Job description
We are seeking an AI Data Engineer to build scalable data platforms that power analytics, machine learning, and Generative AI (LLM/RAG) use cases. This role combines data engineering, cloud, and AI/ML capabilities to enable intelligent data pipelines, agentic workflows, and real-time data processing.
Job Responsibilities
- Design and build scalable ETL/ELT pipelines using Python, SQL, Airflow, DBT, and Spark.
- Develop data platforms on AWS (S3, Glue, EMR, Lambda, SQS, EventBridge).
- Build and optimize RAG pipelines (embeddings, vector DBs like FAISS/Pinecone).
- Enable LLM-based and agentic workflows (LangChain, CrewAI, AutoGen).
- Implement event-driven and real-time data pipelines.
- Design data lake/lakehouse architectures (Iceberg/Delta Lake).
- Ensure data quality, lineage, and observability (OpenMetadata or similar).
- Support ML pipelines, feature engineering, and model retraining workflows.
- Implement CI/CD and containerized deployments (Docker).
- Optimize and productionize existing data workflows.
- 4–9 years of experience in Data Engineering / AI Data Engineering
- Strong Python (Pandas, NumPy) and advanced SQL
- Hands-on with Airflow, DBT, Spark (EMR/Glue)
- Experience with AWS data stack (S3, Glue, Lambda, EMR, etc.)
- Understanding of LLMs, embeddings, and RAG architectures
- Experience with vector databases (FAISS, Pinecone, etc.)
- Knowledge of data lakes/lakehouse (Iceberg/Delta)
- Experience with relational/analytical DBs (Snowflake, Oracle, SQL Server)
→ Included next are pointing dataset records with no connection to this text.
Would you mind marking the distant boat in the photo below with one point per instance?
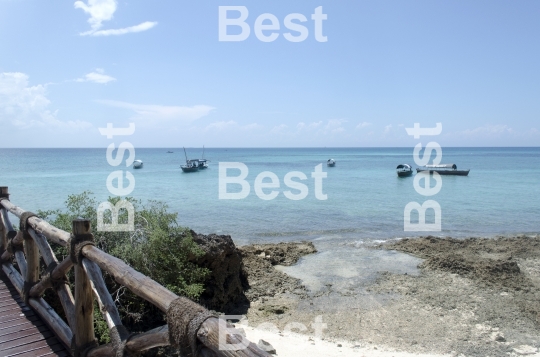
(137, 164)
(404, 170)
(203, 162)
(444, 169)
(191, 165)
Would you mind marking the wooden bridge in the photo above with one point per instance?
(29, 326)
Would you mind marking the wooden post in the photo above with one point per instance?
(84, 303)
(32, 259)
(4, 192)
(3, 229)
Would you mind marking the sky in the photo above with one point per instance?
(356, 76)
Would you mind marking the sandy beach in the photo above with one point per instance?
(472, 297)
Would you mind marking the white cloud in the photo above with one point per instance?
(103, 10)
(132, 29)
(279, 129)
(98, 76)
(334, 126)
(152, 113)
(363, 125)
(221, 125)
(27, 106)
(309, 127)
(488, 130)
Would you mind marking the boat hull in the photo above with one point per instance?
(189, 169)
(404, 173)
(447, 172)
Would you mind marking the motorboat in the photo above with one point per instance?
(203, 163)
(137, 164)
(444, 169)
(404, 170)
(191, 165)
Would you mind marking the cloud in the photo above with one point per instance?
(221, 126)
(27, 106)
(309, 127)
(334, 126)
(152, 113)
(103, 10)
(98, 76)
(99, 11)
(362, 125)
(488, 130)
(132, 29)
(279, 129)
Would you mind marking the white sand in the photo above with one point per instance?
(296, 345)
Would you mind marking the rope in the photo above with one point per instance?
(119, 338)
(23, 223)
(26, 290)
(82, 351)
(184, 318)
(75, 245)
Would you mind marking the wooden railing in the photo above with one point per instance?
(190, 327)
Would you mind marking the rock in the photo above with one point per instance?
(498, 337)
(224, 288)
(266, 347)
(262, 279)
(525, 350)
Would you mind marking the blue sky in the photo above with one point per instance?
(70, 67)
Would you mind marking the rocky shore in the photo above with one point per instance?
(472, 297)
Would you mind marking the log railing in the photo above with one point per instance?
(206, 335)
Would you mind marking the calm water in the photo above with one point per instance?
(365, 198)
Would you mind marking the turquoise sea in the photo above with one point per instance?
(365, 198)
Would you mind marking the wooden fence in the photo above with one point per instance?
(190, 327)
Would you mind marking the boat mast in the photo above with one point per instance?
(185, 154)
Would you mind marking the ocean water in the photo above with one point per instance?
(365, 198)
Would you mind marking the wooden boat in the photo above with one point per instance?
(444, 169)
(404, 170)
(191, 165)
(137, 164)
(203, 162)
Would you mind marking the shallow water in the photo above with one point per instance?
(365, 198)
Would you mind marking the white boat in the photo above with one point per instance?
(137, 164)
(404, 170)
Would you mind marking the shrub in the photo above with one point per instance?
(158, 248)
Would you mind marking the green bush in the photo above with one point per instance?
(159, 248)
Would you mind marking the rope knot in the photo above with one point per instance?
(75, 245)
(184, 318)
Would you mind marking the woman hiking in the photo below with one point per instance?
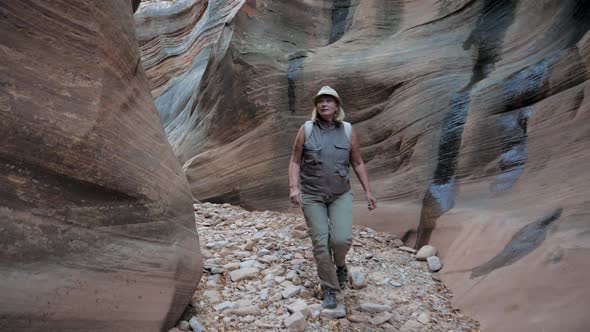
(319, 179)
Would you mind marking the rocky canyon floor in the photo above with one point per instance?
(260, 275)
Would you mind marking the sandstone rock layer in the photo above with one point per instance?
(471, 116)
(96, 221)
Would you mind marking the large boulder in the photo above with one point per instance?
(96, 222)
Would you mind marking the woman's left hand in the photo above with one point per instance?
(371, 201)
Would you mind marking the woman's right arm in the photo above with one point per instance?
(295, 167)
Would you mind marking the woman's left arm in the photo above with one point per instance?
(359, 168)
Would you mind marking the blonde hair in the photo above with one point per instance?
(338, 118)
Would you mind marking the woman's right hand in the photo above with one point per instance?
(295, 196)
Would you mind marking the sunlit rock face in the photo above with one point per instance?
(96, 222)
(472, 117)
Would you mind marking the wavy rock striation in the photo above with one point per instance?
(471, 116)
(96, 220)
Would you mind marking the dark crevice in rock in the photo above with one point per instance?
(515, 149)
(521, 244)
(446, 16)
(340, 21)
(487, 38)
(296, 61)
(529, 85)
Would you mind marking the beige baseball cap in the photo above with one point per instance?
(326, 90)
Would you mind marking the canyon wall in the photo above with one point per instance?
(471, 116)
(96, 221)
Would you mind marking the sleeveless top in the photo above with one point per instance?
(325, 167)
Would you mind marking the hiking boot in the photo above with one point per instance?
(329, 299)
(342, 274)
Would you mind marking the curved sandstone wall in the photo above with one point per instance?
(471, 116)
(96, 220)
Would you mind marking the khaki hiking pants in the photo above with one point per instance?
(329, 220)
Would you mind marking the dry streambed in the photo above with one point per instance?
(260, 275)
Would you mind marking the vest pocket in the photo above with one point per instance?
(342, 153)
(312, 166)
(343, 169)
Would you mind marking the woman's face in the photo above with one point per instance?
(326, 107)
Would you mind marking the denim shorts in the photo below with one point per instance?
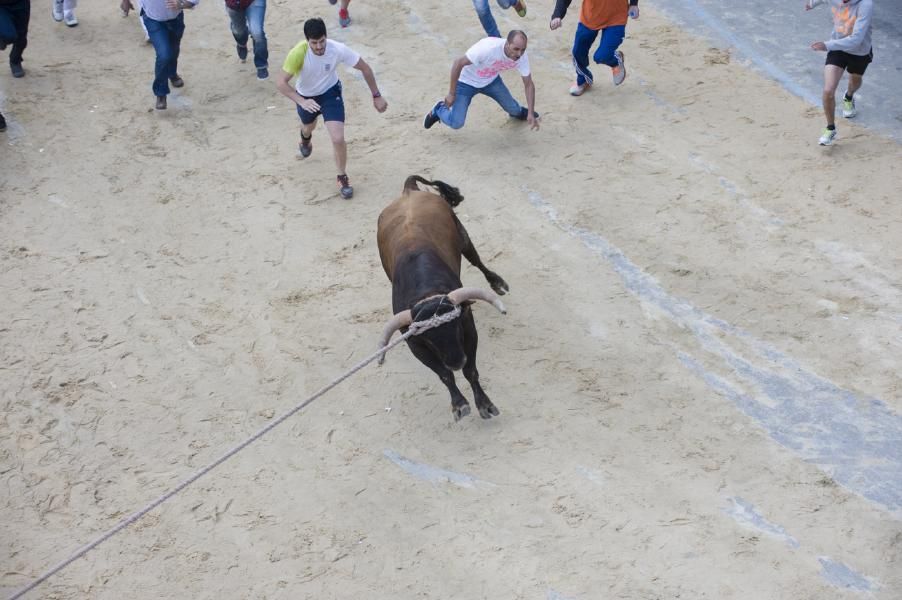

- Familiarity with CI/CD, Docker, Infrastructure-as-Code, and DevOps practices and automation tools.
- Experience with Trino/Presto
- Exposure to OpenMetadata or data governance tools
- AWS certifications
- Experience in real-time/streaming pipelines
- Exposure to product engineering environments
At Gresham, we are committed to building a diverse and inclusive workforce that reflects the communities we serve. We actively encourage applications from individuals of all backgrounds and are dedicated to providing a workplace where everyone feels valued, respected and supported.
We make employment decisions based on merit, skills and potential, and do not discriminate based on any protected characteristic. We are also committed to making reasonable adjustments throughout the recruitment process and employment lifecycle.